The words struck like a dull blade—blunt and painful, yet too familiar to draw fresh blood. A beat of silence stretched before his father spoke again, his tone eerily calm. "You're a failure."
The sentence settled over him like a suffocating weight, pressing into the cracks of his already crumbling resolve. Dawn had long since grown numb to these conversations. He no longer fought back. No longer defended himself. He only waited, hoping the storm would pass quickly.
"Yes, a complete and utter failure," he muttered under his breath, sighing as regret seeped into his voice. He lowered his phone and, as if on autopilot, opened a game.
Video games had become his escape, a mindless refuge from the world that seemed determined to remind him of his shortcomings. At first, it had been a simple pastime, a way to kill time. But before he knew it, the flashing numbers, the small victories, the intoxicating sense of progress—had become his only source of gratification.

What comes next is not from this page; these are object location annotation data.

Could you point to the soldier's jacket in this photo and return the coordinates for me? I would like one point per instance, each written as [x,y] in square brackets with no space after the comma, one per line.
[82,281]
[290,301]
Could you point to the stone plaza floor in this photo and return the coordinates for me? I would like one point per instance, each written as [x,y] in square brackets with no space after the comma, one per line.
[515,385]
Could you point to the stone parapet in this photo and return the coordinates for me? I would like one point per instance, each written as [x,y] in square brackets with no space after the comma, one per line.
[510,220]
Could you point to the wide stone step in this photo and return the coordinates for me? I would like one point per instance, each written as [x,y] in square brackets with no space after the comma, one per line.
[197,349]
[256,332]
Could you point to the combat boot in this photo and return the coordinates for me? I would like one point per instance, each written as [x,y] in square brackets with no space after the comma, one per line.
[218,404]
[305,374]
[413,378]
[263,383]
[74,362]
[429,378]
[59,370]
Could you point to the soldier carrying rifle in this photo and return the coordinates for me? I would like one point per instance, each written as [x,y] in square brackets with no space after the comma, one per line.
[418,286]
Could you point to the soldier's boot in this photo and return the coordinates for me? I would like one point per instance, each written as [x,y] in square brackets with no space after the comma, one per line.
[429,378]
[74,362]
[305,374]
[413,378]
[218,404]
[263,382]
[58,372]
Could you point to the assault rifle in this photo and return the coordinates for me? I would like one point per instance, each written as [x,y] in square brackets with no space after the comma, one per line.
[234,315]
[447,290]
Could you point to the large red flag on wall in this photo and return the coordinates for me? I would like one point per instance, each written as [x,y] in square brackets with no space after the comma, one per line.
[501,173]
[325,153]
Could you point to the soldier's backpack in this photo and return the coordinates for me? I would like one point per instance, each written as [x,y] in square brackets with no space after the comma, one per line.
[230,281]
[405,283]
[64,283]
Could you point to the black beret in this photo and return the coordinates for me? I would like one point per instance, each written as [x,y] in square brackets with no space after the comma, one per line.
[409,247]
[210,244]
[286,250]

Yet, deep down, he knew. Games wouldn't fill his stomach. They wouldn't change his life.
"Tomorrow, I'll change. I'll do better," he said, trying to believe in his own words, though they felt hollow. He had promised himself this countless times, yet each attempt ended the same way—with nothing changing.
His vision blurred as the screen's glow burned into his exhausted eyes. His stomach churned, his body aching from prolonged neglect. He was barely holding together, a puppet with broken strings.
"Damn my body, my life—everything's ruined," he muttered, voice cracking with fatigue.
Despair stood over him, whispering thoughts he dared not dwell on. But he forced himself to push them aside. Thinking wouldn't solve anything. If he wanted change, he had to act.
With a deep breath, he closed his eyes, seeking a sliver of peace in the embrace of sleep. Maybe tomorrow would be different.
Minutes passed. The room fell into silence once more.
Then—
A presence.
A black shadow materialized from the void, swirling at the foot of the bed like liquid night. Two glowing eyes burned with malice, fixed intently on the slumbering figure.
A whisper, venomous and seething. "If I erase you from every reality, the Great Seer Athen's vision will never come true."
A shift in the air. The shadow tensed. It had sensed something.
The Guardian was near.
"Too late."
A flicker of movement. A silent attack. And then—nothing.
Five minutes later, the air in the room shifted once more. A figure clad in crimson armor stepped through the darkness, his gaze falling upon the ruined remnants of what once was a shabby room.
A disfigured body. A wasted life. A tragedy written before it even had a chance to unfold.
A weary sigh escaped him. He lingered only for a moment before vanishing into the night, leaving nothing but silence in his wake.